Россия восьмидесятых, начала девяностых годов – это почти сплошная провинция. И на верхах, и в среднем классе, и в интеллигенции. Одинокий Толстой не в счет, в общем же время Надсона, Апухтина, передвижников, да и весь совершенно особый склад русской жизни, начиная с правительства, через барина до тульского мужичка – всё вроде как за китайской стеной. Прорубал Петр окно в Европу, прорубал, да, видно, не так легко по-настоящему его прорубить.
Чехов сам в Таганроге взрос, в провинциальной Москве зрел, Лейкиным и «Будильникам» отдавал юные писательские годы. Но ему были отпущены дары несравнимые. Вечно в захолустье он сидеть не мог.
Сахалин весьма подавил его. Как всегда в жизнях значительных, все само собой складывалось так, чтобы получилось цельно. Надо было подышать иным, да и повидать новые края, совсем иные.
Суворин с сыном собирались в марте 91-го года за границу. Чехов был в Петербурге, Суворин пригласил его с собой и решил ехать в Италию и Францию.
Вероятно, из всех троих самым образованным и (относительно) европейцем был самоучка Суворин-старший. Чехов о Западе, об Италии и Франции понятия не имел и рос в семье, для которой земля, в сущности, стояла на трех китах. Тем удивительнее видеть, как остро он воспринимал все в путешествии – возможно, и противоположность с Сибирью и Сахалином тоже роль сыграла.
Письма его из Вены, особенно же из Венеции, восторженны. Пожалуй, это самые высокие ноты во всей чеховской переписке. Восторженность вовсе ему не свойственна, но тут она есть, простая, искренняя. Ее сразу чувствуешь и радуешься, что живая душа, пусть даже не без наивности, так отзывается.
Вот, например, о Вене: «Церкви громадные, но они не давят своей громадою, а ласкают глаза, потому что кажется, что они сотканы из кружев». «Все великолепно, и я только вчера и сегодня как следует понял, что архитектура в самом деле искусство». Но возбужденность у него такая, что остановиться он уже не может. И женщины красивы, и лошади превосходны, и кучера фиакров франты, и «одних галетухов в окнах миллиарды», и вежливость, предупредительность… «Да вообще все чертовски изящно» – еще шаг, и начнется Гоголь.
Венеция окончательно его восхитила. Остановились они с Сувориным, видимо, у Даниэли или Бауэра – «в лучшем отеле, как дожи», – что обошлось Чехову недешево, но отставать от Суворина было нельзя.

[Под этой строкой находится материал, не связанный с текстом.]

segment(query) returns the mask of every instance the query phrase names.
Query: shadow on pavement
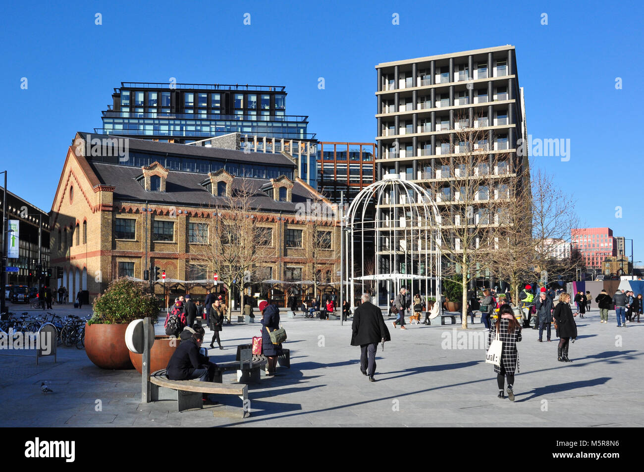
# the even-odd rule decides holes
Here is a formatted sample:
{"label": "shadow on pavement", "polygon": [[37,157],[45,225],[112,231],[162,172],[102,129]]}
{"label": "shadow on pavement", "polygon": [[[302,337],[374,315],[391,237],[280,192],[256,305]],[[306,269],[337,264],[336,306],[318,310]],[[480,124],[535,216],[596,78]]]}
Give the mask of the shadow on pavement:
{"label": "shadow on pavement", "polygon": [[518,395],[515,393],[515,395],[516,395],[517,397],[522,397],[525,395],[529,395],[529,397],[518,401],[518,402],[526,402],[528,400],[532,400],[533,398],[542,397],[545,395],[553,395],[553,393],[558,393],[562,392],[568,392],[569,390],[574,390],[576,388],[592,387],[596,385],[603,385],[608,381],[611,380],[611,378],[612,377],[601,377],[598,379],[591,379],[589,380],[580,381],[578,382],[569,382],[565,384],[545,385],[543,387],[537,387],[536,388],[524,393],[519,393]]}

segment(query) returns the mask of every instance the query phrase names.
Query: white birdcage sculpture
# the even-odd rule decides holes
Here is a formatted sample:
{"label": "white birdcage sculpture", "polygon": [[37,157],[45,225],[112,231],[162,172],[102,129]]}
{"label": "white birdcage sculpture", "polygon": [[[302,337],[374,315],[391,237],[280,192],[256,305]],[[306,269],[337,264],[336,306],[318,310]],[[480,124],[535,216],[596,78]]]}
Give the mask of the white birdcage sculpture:
{"label": "white birdcage sculpture", "polygon": [[[368,216],[371,205],[373,218]],[[408,285],[413,294],[435,297],[440,303],[439,222],[438,207],[429,192],[397,174],[386,174],[363,189],[344,218],[348,233],[345,283],[351,303],[370,281],[375,285],[372,295],[376,305],[388,306],[389,299]],[[365,244],[375,246],[371,261],[370,254],[365,260],[365,249],[372,249]],[[367,266],[372,273],[366,273]]]}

В Венеции же оказались в это время Мережковские, Дмитрий Сергеич и Зинаида Николаевна. «Мережковский, которого я встретил здесь, с ума сошел от восторга». Но сам Чехов от него не отставал. «Замечательнее Венеции я в своей жизни городов не видел». «Здесь собор Св. Марка – нечто такое, что описать нельзя, дворец дожей и такие здания, по которым я чувствую подобно тому, как по нотам поют, чувствую изумительную красоту и наслаждаюсь».
Дальше идет фраза, которую уж вполне мог бы написать Гоголь: «А вечер! Боже ты мой Господи!

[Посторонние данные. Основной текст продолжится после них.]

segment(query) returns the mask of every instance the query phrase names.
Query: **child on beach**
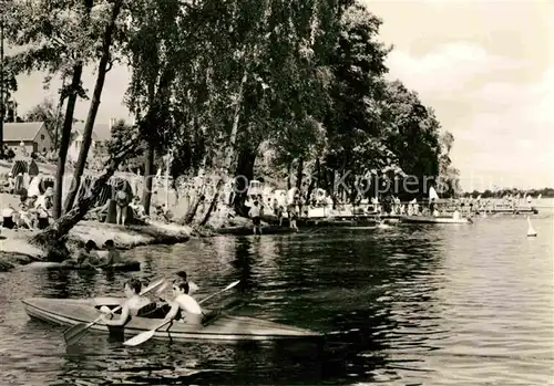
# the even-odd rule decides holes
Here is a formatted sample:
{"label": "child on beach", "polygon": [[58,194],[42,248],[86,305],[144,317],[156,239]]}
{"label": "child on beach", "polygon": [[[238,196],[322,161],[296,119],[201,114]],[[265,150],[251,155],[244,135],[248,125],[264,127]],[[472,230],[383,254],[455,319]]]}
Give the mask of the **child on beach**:
{"label": "child on beach", "polygon": [[123,259],[121,258],[120,252],[115,249],[112,239],[106,240],[102,247],[107,249],[107,258],[105,263],[103,264],[104,267],[112,267],[113,264],[119,264],[123,262]]}
{"label": "child on beach", "polygon": [[255,200],[250,210],[248,211],[248,216],[252,218],[252,222],[254,225],[254,234],[256,234],[256,229],[258,230],[259,234],[261,234],[261,209],[259,207],[258,200]]}

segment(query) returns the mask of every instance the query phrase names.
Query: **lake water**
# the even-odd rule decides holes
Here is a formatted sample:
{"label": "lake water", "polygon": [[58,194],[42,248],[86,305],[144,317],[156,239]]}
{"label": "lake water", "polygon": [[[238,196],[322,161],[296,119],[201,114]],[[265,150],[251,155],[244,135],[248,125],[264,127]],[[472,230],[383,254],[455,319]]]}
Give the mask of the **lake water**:
{"label": "lake water", "polygon": [[[217,237],[125,252],[143,271],[0,274],[2,385],[552,385],[553,217],[474,225],[315,229]],[[321,350],[249,343],[124,347],[90,334],[65,348],[63,327],[31,321],[28,296],[121,294],[127,278],[186,269],[198,299],[247,302],[240,314],[322,333]]]}

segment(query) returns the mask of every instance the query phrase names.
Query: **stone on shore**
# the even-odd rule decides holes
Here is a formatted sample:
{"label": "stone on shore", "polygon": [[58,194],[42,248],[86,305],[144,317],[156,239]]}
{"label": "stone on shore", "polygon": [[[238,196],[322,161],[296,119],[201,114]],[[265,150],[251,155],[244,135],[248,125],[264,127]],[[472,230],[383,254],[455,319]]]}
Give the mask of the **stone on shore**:
{"label": "stone on shore", "polygon": [[[44,251],[31,246],[29,240],[39,231],[2,229],[0,240],[0,272],[18,265],[41,261]],[[151,221],[145,226],[116,226],[96,221],[81,221],[69,233],[66,246],[71,252],[92,240],[99,248],[112,239],[115,248],[131,249],[150,244],[185,242],[192,236],[191,227]]]}

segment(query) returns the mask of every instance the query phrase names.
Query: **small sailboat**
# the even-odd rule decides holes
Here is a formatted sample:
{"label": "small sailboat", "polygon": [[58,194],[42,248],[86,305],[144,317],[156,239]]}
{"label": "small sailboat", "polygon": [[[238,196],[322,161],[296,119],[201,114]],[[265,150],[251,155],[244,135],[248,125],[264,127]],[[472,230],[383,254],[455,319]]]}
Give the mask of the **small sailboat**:
{"label": "small sailboat", "polygon": [[381,221],[379,221],[379,222],[377,223],[377,228],[379,228],[379,229],[391,229],[391,228],[392,228],[392,226],[389,226],[388,223],[384,223],[384,221],[383,221],[383,220],[381,220]]}
{"label": "small sailboat", "polygon": [[536,230],[533,229],[533,226],[531,225],[531,219],[527,216],[527,223],[529,223],[529,229],[527,229],[527,237],[536,237]]}

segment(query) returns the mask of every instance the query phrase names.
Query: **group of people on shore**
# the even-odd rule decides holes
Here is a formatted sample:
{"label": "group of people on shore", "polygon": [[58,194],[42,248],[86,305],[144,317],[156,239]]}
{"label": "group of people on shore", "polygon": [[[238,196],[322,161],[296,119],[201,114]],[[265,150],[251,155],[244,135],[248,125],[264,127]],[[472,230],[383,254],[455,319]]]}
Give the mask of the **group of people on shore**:
{"label": "group of people on shore", "polygon": [[2,227],[7,229],[45,229],[50,225],[53,190],[48,188],[41,196],[20,195],[18,208],[9,204],[2,209]]}
{"label": "group of people on shore", "polygon": [[105,258],[99,255],[96,243],[92,240],[88,240],[78,251],[76,259],[68,259],[64,261],[64,264],[81,268],[107,268],[124,262],[120,252],[115,249],[115,243],[112,239],[106,240],[102,249],[107,251]]}

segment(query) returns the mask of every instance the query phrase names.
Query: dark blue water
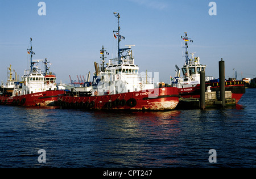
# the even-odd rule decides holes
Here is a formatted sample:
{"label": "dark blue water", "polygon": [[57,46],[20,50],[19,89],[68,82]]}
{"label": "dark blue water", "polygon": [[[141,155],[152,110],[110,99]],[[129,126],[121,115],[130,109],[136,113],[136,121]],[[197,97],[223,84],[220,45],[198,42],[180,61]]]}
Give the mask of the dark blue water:
{"label": "dark blue water", "polygon": [[236,108],[205,110],[0,106],[0,167],[255,167],[255,93],[246,89]]}

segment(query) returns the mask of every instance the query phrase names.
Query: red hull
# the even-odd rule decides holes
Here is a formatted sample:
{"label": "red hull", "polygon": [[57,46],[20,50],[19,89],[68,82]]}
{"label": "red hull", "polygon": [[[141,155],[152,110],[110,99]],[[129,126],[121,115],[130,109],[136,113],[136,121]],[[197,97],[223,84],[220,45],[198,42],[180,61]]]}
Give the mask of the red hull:
{"label": "red hull", "polygon": [[47,91],[16,96],[0,96],[0,104],[19,106],[48,106],[55,105],[58,95],[63,94],[64,91]]}
{"label": "red hull", "polygon": [[96,96],[59,95],[63,108],[168,110],[179,103],[177,88],[164,87],[128,93]]}
{"label": "red hull", "polygon": [[[228,83],[230,82],[228,82]],[[232,83],[238,83],[238,82],[233,81]],[[225,86],[226,91],[231,91],[232,93],[232,98],[236,99],[236,103],[238,103],[243,93],[245,92],[245,87],[243,84],[235,84]],[[218,91],[220,86],[218,83],[206,83],[206,87],[211,86],[210,90],[212,91]],[[200,86],[197,85],[195,87],[183,88],[178,89],[179,94],[184,98],[200,98]]]}

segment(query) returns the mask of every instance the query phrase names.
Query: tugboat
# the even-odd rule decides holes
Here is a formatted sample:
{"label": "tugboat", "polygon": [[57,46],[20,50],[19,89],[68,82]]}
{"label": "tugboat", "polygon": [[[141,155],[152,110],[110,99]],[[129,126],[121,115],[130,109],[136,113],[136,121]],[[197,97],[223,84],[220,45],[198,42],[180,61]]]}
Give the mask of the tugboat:
{"label": "tugboat", "polygon": [[139,67],[135,65],[131,46],[120,48],[121,39],[119,26],[119,13],[114,12],[118,19],[118,28],[113,31],[118,40],[118,57],[109,59],[105,64],[104,53],[109,53],[104,46],[101,67],[94,62],[95,73],[91,90],[86,93],[73,92],[59,95],[61,108],[89,109],[130,109],[169,110],[179,103],[177,88],[155,87],[154,79],[147,74],[139,74]]}
{"label": "tugboat", "polygon": [[[200,62],[199,57],[194,57],[196,53],[191,53],[191,58],[188,57],[188,42],[193,42],[189,38],[187,32],[181,36],[184,40],[185,49],[185,64],[181,68],[183,76],[180,76],[181,70],[176,65],[176,71],[175,77],[172,79],[172,86],[178,88],[179,94],[184,98],[200,98],[200,71],[205,71],[206,65]],[[208,91],[219,91],[218,79],[214,79],[213,76],[205,76],[205,87]],[[234,79],[229,79],[225,82],[226,91],[231,91],[232,98],[236,99],[237,103],[243,94],[245,93],[244,82]]]}
{"label": "tugboat", "polygon": [[0,104],[18,106],[52,106],[55,105],[57,95],[64,93],[58,90],[56,75],[49,72],[47,59],[44,61],[45,72],[43,73],[38,66],[39,61],[32,59],[35,53],[32,51],[32,38],[30,38],[30,69],[25,70],[22,80],[12,79],[11,66],[9,68],[10,77],[6,86],[0,88]]}

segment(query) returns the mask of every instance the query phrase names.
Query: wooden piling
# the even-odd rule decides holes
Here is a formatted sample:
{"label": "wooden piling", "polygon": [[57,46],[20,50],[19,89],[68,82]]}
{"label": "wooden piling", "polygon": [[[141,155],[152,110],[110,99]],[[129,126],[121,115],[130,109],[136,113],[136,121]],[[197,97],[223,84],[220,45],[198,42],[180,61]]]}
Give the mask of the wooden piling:
{"label": "wooden piling", "polygon": [[226,105],[225,87],[225,61],[221,60],[218,62],[218,71],[220,79],[220,100],[221,101],[221,106]]}
{"label": "wooden piling", "polygon": [[205,109],[205,72],[200,72],[200,108]]}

Вечером с непривычки можно умереть». «Здесь в мире красоты, богатства и свободы не трудно сойти с ума. Хочется здесь навеки остаться, а когда стоишь в церкви и слушаешь орган, то хочется принять католичество».
На почве восторга Чехов в одном письме даже занесся, но не по своей вине. Сбила его Зинаида Николаевна Мережковская. Видимо, в юности она так же все путала, как и в старости, в Париже.
Ясно видишь, как она, ленивая и слегка насмешливая, со своими загадочно-русалочными глазами, покуривая папироску, вяло тянет: – Да, здесь все дешево… Мы за квартиру и стол с Дмитрием платим… Дмитрий, сколько мы платим? – Зи-и-на, восемнадцать франков! – Слышите, Чехов… Ну, вот вам. Восемнадцать франков. Разве это дорого?
Возможно, Мережковский разговаривает в это время с Сувориным и не слышит, как она добавляет Чехову, которого считает немножко тюфяком и провинциалом: – Восемнадцать франков в неделю – совсем недорого.
Чехов поверил и, хотя сам платил вовсе не дешево, отписал в таком духе сестре в Москву. Но на другой день пришлось поправлять. «Вчера, описывая дешевизну венецианской жизни, я немножко хватил через край. Виновата в этом г-жа Мережковская… Вместо неделю, читай в день».